Bütün popüler diyetlerde genellikle tek yönlü beslenme görülmektedir. Yani bir kısmında diyetten karbonhidratlar tamamen kesilerek yerini yağ almıştır. Bir kısmında sadece protein ağırlıklıdır. Bir kısmında çok düşük kalori seçeneği vardır ki genellikle bunlar bilim dışı zayıflama metotlarıdır. Bazılarında aynı gruptan olmayan yiyeceklerin bir arada alınmaması öğütlenmektedir ki bunun da yanlış olduğu görülmüştür.
Tamamen karbonhidratsız diyetler faydalı mıdır?
Hayır. Diyette muhakkak karbonhidrat olmalıdır. Beyin ve sinir sisteminin beslenmesi için günde 50-100 gr karbonhidrata ihtiyaç vardır.

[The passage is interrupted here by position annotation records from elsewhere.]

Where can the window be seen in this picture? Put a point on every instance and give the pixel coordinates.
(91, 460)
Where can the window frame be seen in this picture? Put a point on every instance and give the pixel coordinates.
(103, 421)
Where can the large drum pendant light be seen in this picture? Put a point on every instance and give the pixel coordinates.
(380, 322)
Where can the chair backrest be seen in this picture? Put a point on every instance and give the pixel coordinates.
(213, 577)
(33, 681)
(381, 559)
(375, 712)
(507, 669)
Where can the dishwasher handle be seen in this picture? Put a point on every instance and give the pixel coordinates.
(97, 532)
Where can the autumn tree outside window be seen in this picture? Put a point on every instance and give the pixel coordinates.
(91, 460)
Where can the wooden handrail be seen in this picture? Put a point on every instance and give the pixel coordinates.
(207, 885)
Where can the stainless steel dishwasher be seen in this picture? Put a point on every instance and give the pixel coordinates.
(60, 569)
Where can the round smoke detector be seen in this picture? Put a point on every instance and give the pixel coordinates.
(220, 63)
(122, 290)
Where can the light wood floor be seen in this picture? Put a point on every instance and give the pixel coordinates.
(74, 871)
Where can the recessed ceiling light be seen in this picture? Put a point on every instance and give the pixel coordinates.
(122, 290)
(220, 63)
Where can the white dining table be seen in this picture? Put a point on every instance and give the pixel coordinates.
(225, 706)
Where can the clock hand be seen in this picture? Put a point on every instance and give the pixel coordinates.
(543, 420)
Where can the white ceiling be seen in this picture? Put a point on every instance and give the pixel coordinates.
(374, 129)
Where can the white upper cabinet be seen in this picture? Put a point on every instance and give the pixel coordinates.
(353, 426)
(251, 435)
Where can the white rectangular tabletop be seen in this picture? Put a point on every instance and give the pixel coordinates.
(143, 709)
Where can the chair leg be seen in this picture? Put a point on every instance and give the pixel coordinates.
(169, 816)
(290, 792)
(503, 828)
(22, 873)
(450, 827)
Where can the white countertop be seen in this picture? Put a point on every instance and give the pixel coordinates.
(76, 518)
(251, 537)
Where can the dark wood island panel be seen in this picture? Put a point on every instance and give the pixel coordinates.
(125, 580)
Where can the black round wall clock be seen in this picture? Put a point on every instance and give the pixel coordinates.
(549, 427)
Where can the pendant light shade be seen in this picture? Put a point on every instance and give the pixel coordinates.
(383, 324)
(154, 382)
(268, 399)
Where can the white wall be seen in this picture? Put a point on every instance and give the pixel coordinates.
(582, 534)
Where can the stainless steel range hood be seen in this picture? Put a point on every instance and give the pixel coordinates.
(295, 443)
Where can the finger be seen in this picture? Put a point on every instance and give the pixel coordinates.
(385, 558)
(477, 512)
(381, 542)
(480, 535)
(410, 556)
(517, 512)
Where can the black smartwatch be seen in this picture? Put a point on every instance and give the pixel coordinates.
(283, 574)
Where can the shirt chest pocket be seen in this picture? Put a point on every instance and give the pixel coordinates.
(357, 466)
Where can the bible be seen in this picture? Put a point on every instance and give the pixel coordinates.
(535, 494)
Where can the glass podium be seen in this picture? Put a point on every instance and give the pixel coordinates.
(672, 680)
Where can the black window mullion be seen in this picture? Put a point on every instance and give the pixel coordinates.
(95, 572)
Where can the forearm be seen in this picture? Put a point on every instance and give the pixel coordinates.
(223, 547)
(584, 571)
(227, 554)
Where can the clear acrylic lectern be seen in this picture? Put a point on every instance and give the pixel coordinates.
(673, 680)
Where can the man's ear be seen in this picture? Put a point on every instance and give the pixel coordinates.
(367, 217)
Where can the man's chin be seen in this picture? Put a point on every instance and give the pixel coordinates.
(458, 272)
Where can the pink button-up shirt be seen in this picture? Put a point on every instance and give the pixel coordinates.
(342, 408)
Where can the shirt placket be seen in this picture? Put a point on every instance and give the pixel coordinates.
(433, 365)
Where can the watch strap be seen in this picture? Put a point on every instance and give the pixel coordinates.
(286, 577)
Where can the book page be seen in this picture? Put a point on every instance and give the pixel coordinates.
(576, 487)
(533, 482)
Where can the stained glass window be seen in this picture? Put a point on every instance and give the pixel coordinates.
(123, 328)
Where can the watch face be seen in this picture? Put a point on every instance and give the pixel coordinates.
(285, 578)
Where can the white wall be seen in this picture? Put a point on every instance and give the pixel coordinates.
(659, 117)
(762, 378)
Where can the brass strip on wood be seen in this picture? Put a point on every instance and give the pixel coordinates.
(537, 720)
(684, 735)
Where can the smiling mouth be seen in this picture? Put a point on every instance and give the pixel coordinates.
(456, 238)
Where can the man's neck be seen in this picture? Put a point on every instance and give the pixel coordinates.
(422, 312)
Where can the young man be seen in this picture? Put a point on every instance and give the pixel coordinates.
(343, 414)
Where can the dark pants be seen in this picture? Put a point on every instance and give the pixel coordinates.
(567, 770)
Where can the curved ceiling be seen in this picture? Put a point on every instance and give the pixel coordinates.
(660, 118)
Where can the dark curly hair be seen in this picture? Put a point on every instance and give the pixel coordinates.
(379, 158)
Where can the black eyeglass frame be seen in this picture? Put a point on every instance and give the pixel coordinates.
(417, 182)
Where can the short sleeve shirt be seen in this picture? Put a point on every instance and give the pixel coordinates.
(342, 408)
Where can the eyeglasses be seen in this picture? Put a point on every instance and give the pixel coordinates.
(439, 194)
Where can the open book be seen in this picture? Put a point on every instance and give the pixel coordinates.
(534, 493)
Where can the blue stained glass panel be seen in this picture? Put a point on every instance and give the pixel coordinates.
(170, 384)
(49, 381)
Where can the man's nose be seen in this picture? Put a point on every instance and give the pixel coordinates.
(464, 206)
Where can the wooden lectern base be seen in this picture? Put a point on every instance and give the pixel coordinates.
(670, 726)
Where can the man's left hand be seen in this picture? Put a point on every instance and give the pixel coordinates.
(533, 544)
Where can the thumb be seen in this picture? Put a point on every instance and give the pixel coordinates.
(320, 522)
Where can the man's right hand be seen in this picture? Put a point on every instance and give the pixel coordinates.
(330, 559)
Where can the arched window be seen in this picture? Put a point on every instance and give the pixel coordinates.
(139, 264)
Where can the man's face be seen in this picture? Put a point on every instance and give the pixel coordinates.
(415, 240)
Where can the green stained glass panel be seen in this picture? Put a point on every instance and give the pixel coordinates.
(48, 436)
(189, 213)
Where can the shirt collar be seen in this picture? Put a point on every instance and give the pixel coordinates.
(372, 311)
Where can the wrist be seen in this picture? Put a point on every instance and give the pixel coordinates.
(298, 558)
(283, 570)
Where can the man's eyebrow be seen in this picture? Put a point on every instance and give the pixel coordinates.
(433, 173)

Ayrıca protein yıkımını ve kas erimesini de önlemiş olurlar Aksi takdirde kan şekerini korumak için protein yıkımı olur ve su açığa çıkar ve idrar ile su kaybı neticesinde zayıflama olur. Diyet bırakılınca ödem ve kilo alımı hızla gelişir.

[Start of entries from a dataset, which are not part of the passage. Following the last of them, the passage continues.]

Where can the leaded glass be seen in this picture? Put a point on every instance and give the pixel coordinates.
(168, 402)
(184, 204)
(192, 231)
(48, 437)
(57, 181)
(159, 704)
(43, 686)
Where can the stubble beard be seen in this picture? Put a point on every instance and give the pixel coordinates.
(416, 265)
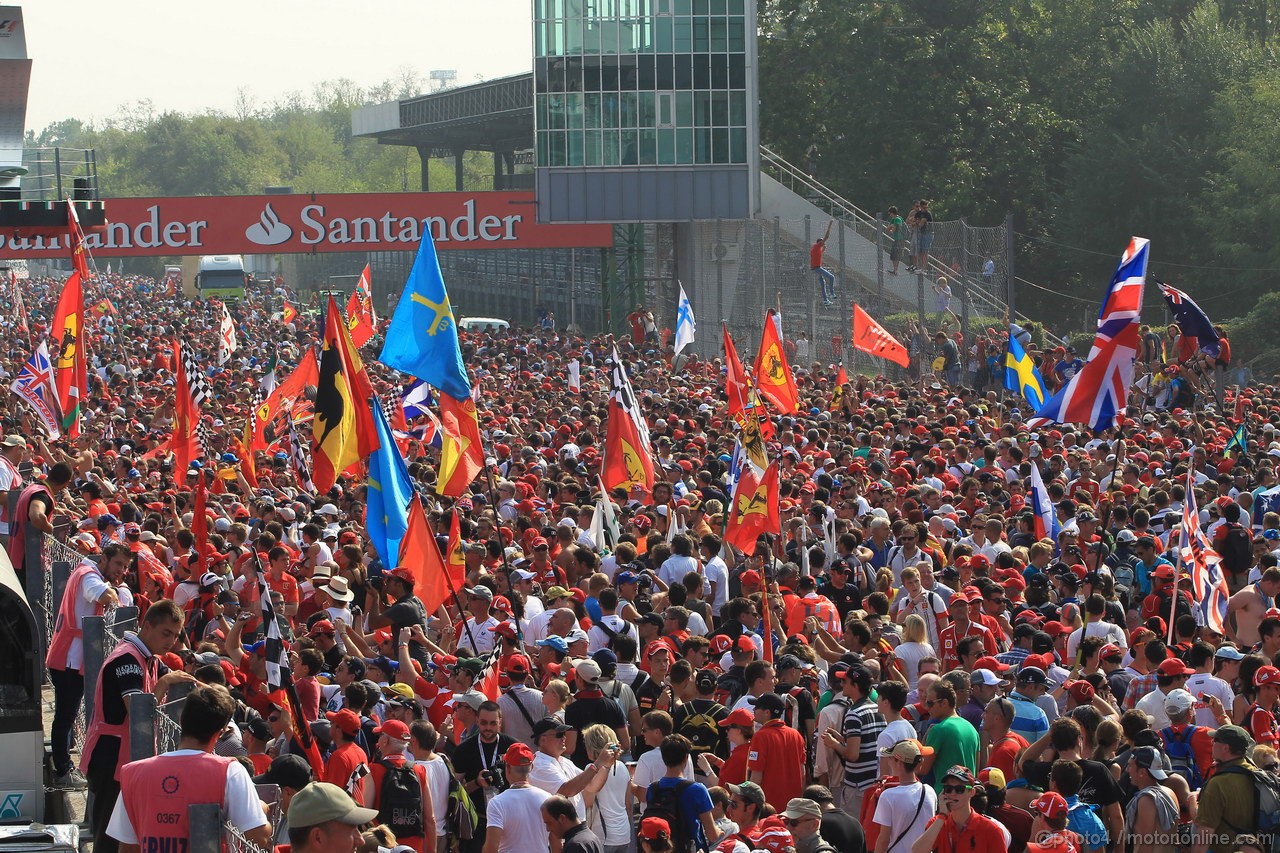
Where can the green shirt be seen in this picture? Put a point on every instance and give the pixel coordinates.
(955, 742)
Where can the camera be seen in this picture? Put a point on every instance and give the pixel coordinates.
(496, 776)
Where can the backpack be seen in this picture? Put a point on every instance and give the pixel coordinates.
(728, 689)
(1235, 548)
(460, 816)
(664, 802)
(702, 729)
(1266, 801)
(1178, 747)
(400, 804)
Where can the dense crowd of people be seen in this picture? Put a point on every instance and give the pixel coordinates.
(904, 665)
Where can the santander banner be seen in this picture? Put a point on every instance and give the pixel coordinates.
(321, 223)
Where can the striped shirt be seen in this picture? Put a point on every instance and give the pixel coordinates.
(864, 721)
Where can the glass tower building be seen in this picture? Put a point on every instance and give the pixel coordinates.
(644, 109)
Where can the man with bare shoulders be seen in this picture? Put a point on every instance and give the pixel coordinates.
(1247, 609)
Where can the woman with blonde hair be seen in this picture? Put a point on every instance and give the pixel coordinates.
(608, 811)
(913, 648)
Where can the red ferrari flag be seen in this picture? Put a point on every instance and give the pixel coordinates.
(461, 446)
(754, 509)
(343, 430)
(421, 556)
(773, 379)
(361, 319)
(736, 384)
(626, 464)
(71, 377)
(872, 338)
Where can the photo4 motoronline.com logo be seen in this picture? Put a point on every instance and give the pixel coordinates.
(306, 223)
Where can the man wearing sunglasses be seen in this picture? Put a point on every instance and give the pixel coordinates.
(958, 826)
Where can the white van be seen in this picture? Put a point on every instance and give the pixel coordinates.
(483, 324)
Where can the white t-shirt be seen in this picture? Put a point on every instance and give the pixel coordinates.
(1202, 684)
(912, 655)
(92, 587)
(240, 803)
(609, 819)
(896, 810)
(517, 812)
(549, 774)
(716, 571)
(649, 769)
(675, 569)
(438, 783)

Atkin’s diyetini tavsiye eder misiniz?
Hayır. Yüksek proteinli düşük karbonhidratlı bir diyettir. Ketoza neden olur. Yağ ve doymuş yağ açısından zengindir. İşe yaramalarının nedeni düşük kalorili olmalarıdır ama sağlıklı değildir. Yüksek proteinli diyetler uzun süre kullanılırsa kalsiüriye yatkın olanlarda böbrek taşlarına ve gizli böbrek yetersizliği olanlarda aşikar üremiye neden olabilir. Yüksek protein alımı ve glukoneogenezdeki (Proteinden vücutta şeker yapılması) artış nitrojen yükünü artırır ve idrar çıkışında artış yaparak dehidratasyona neden olur. Su kaybına bağlı kilo kaybı olur. Vitamin, antioksidan ve kalsiyum eksiktir. Yaşam boyu kullanılabilecek bir yaklaşım değildir.
Düşük proteinli diyetleri önerir misiniz?

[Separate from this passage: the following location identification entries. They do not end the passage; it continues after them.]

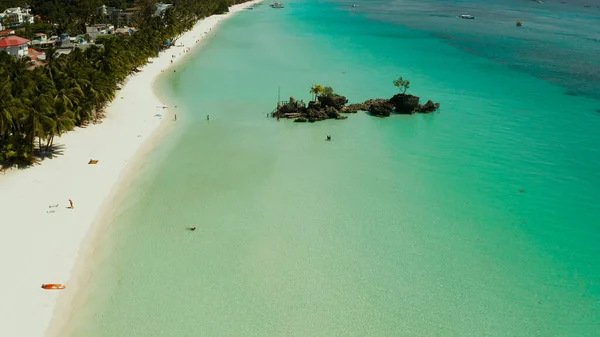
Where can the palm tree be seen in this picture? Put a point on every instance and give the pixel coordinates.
(316, 90)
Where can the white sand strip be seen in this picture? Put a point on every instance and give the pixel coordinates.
(40, 244)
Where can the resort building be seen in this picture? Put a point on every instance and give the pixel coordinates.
(161, 8)
(97, 30)
(15, 46)
(17, 15)
(6, 33)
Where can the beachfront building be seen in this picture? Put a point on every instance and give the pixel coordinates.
(41, 40)
(125, 30)
(6, 33)
(15, 46)
(17, 16)
(161, 8)
(97, 30)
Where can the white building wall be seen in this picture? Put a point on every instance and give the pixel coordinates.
(18, 51)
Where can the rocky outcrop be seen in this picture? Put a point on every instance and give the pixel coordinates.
(428, 107)
(332, 106)
(380, 107)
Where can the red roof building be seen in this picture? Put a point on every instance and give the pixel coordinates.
(7, 32)
(15, 46)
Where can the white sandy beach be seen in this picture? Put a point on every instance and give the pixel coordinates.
(41, 244)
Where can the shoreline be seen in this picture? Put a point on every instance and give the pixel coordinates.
(43, 244)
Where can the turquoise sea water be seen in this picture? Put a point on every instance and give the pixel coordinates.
(479, 220)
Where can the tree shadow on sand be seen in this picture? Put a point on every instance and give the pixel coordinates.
(54, 151)
(37, 159)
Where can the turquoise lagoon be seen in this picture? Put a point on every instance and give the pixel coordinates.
(479, 220)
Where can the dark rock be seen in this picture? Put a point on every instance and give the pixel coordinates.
(336, 101)
(354, 108)
(380, 107)
(332, 112)
(314, 115)
(405, 104)
(428, 107)
(314, 105)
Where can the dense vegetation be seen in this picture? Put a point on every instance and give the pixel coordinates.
(39, 104)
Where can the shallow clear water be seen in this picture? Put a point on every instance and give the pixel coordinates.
(409, 225)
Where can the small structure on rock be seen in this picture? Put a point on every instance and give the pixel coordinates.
(329, 105)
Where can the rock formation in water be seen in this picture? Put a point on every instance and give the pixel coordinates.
(331, 106)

Hayır. Düşük protein ciddi bir olaydır. Saç dökülmesi, halsizlik, isteksizlik, egzersiz yapamama, ödem, sıvı ve elektrolit bozukluklarına, kalp ve böbrek problemlerine, bağışıklık sistemi bozukluklarına ve cilt bozukluklarına neden olabilir. Bu diyetlerde B12 vitamini, çinko, kalsiyum ve yağda eriyen vitamin eksiklikleri görülebilir.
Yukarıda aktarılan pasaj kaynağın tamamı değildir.